Last week, it was reported that South Bend Cubs owner Andrew Berlin was going to purchase a minority stake in the Chicago Cubs. The Cubs had announced they were selling minority shares to pay for part of the Wrigley Field restoration/renovation/expansion that's currently under way.
CSN Chicago now reports that six investors have purchased these minority shares:
The investors recently bought into the Ricketts family’s holding company, according to a source familiar with the deal, after receiving approval from Major League Baseball. Multiple industry sources described it as a non-controlling interest that doesn’t come with a seat on the team’s board of directors. Andrew T. Berlin confirmed his investment last week on his personal Twitter account after letting it slip at a local chamber of commerce event in Indiana. The Berlin Packaging chairman/CEO owns the South Bend Cubs — a new Class-A affiliate — as well as a minority stake in the White Sox. Berlin is said to be restructuring his White Sox investment, keeping a financial commitment while cutting himself off from the franchise’s information flow. The five remaining investors have not been publicly identified yet. Two sources definitively ruled out billionaire Warren Buffett, whose name had once been floating around the team, mostly because of the Nebraska connections. Buffett and the Ricketts family have roots in Omaha, but they aren’t particularly close.
The Berlin investment in the White Sox had been something I'd questioned, since MLB rules prohibit individuals from owning parts of more than one big-league team. Berlin's "restructuring" obviously satisfies those rules. The article goes on to say that the investors involved are individuals with ties to Chicago, not corporate entities, and that the total portion of the team sold amounts to "less than 10 percent" of the team's overall value.
Let's hope that Berlin, who appears to have been a White Sox fan before his Midwest League team's affiliation with the Cubs, stops making public pronouncements about the Cubs being "lovable losers." Seems he needs a bit of education on what Cubs fans do, and don't, want to hear.

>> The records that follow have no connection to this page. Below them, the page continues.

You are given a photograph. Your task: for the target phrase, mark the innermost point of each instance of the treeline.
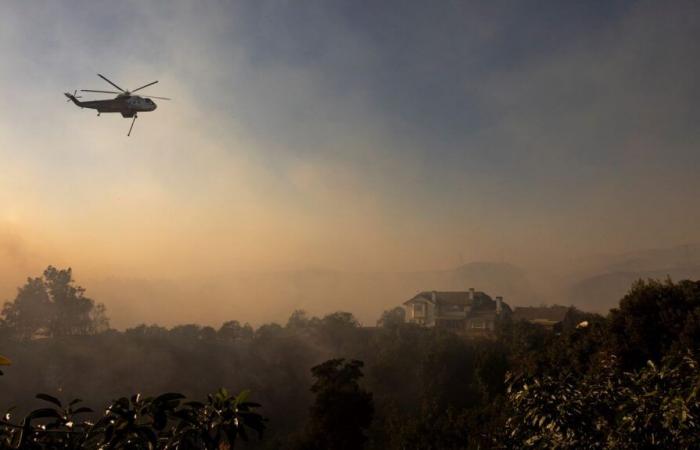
(394, 386)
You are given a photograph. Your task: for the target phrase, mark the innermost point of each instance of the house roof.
(553, 313)
(452, 298)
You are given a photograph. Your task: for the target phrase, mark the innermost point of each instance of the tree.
(342, 411)
(653, 318)
(392, 318)
(53, 306)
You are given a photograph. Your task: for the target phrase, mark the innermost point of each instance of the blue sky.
(384, 135)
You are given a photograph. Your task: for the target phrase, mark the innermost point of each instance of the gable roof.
(553, 313)
(460, 298)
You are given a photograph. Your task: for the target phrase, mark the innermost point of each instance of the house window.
(419, 309)
(478, 324)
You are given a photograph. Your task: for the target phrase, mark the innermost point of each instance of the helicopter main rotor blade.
(153, 96)
(101, 92)
(108, 81)
(145, 85)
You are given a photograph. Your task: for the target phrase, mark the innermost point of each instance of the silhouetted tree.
(392, 318)
(53, 306)
(653, 318)
(342, 411)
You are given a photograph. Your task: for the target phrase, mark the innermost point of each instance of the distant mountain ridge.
(601, 291)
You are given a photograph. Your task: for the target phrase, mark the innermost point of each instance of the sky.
(346, 135)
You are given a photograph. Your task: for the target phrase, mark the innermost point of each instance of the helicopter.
(125, 102)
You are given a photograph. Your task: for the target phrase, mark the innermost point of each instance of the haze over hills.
(258, 297)
(611, 275)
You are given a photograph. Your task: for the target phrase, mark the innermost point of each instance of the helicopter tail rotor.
(72, 96)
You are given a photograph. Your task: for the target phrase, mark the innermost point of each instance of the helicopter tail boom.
(72, 98)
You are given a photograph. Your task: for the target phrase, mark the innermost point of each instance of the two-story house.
(470, 311)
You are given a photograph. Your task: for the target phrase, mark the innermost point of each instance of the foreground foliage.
(654, 407)
(163, 422)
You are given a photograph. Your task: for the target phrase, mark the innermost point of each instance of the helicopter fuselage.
(126, 105)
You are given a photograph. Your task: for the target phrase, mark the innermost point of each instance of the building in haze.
(461, 311)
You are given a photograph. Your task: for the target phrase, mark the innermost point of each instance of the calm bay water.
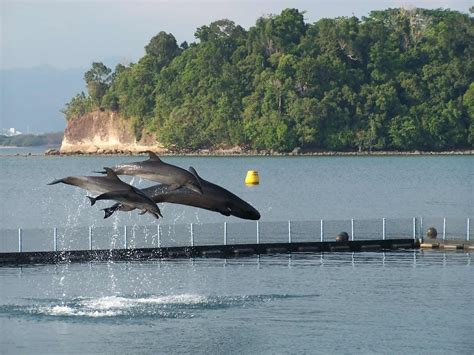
(296, 188)
(404, 302)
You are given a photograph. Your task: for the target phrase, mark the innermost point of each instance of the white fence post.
(421, 227)
(20, 241)
(322, 231)
(125, 237)
(225, 233)
(383, 228)
(55, 239)
(158, 235)
(258, 232)
(90, 238)
(468, 231)
(444, 228)
(289, 231)
(352, 229)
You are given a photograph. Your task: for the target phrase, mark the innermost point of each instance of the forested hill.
(396, 80)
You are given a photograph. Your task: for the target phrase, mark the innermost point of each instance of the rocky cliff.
(104, 133)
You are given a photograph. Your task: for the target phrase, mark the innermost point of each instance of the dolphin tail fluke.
(109, 211)
(153, 156)
(56, 182)
(92, 199)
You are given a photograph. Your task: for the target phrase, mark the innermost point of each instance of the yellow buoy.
(252, 178)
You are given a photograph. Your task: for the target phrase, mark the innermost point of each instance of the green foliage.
(396, 79)
(78, 106)
(31, 140)
(98, 81)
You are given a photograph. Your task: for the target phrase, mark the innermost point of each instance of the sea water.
(400, 302)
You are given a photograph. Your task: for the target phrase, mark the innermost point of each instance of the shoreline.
(223, 153)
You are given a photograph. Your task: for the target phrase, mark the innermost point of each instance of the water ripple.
(161, 306)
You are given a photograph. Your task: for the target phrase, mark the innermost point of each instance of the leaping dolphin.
(214, 198)
(93, 184)
(111, 187)
(155, 169)
(129, 196)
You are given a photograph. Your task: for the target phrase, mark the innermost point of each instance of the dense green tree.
(396, 79)
(98, 81)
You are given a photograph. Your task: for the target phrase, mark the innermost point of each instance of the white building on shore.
(9, 132)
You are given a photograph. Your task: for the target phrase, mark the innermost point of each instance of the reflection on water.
(291, 303)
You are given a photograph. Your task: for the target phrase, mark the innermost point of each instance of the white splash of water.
(111, 306)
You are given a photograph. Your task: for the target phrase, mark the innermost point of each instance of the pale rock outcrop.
(100, 132)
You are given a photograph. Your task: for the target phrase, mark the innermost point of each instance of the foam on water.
(165, 306)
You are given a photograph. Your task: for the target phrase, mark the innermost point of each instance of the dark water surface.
(404, 302)
(296, 188)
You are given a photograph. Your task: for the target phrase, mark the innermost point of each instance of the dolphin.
(129, 196)
(111, 187)
(93, 184)
(155, 169)
(214, 198)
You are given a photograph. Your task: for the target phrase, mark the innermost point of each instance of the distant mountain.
(31, 98)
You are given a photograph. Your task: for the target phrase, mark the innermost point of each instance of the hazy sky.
(71, 33)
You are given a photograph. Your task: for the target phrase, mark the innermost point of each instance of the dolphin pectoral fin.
(56, 182)
(92, 199)
(173, 187)
(153, 156)
(225, 211)
(110, 210)
(111, 174)
(196, 187)
(155, 214)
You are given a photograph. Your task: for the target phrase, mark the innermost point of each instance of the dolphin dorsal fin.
(153, 156)
(111, 174)
(194, 172)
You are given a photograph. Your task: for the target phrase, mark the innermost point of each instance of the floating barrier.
(252, 178)
(206, 251)
(239, 240)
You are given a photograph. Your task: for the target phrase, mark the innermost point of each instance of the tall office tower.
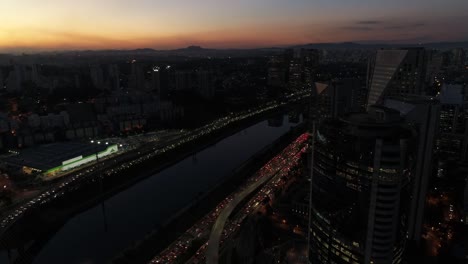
(310, 60)
(276, 72)
(205, 81)
(97, 77)
(397, 72)
(137, 77)
(2, 82)
(338, 97)
(423, 114)
(360, 189)
(156, 81)
(435, 60)
(295, 74)
(35, 74)
(113, 77)
(453, 135)
(458, 57)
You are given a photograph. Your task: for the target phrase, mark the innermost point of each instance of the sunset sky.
(102, 24)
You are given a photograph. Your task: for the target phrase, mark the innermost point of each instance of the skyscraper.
(360, 189)
(397, 72)
(422, 114)
(337, 97)
(453, 138)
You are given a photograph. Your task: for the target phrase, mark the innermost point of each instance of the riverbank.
(143, 251)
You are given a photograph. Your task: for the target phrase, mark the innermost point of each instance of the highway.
(216, 220)
(217, 230)
(134, 157)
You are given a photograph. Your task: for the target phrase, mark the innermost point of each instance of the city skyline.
(123, 24)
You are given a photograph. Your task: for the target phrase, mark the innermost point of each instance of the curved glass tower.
(360, 189)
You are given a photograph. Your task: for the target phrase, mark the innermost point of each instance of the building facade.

The rest of this money is going directly to the renovation project and "neighborhood development," according to the article, and here's what the so-far unnamed individuals get in exchange for their investment:
The new investors are expected to be part of a new advisory board. This kind of setup is not unusual in professional sports. It will mostly mean access at Wrigley Field, the chance to rub elbows with celebrities, a high return on investment and a World Series ring if the Cubs actually win it all.
Sounds like a pretty good deal to me, and if this money eventually helps the Cubs win it all, it'll have been well worth doing.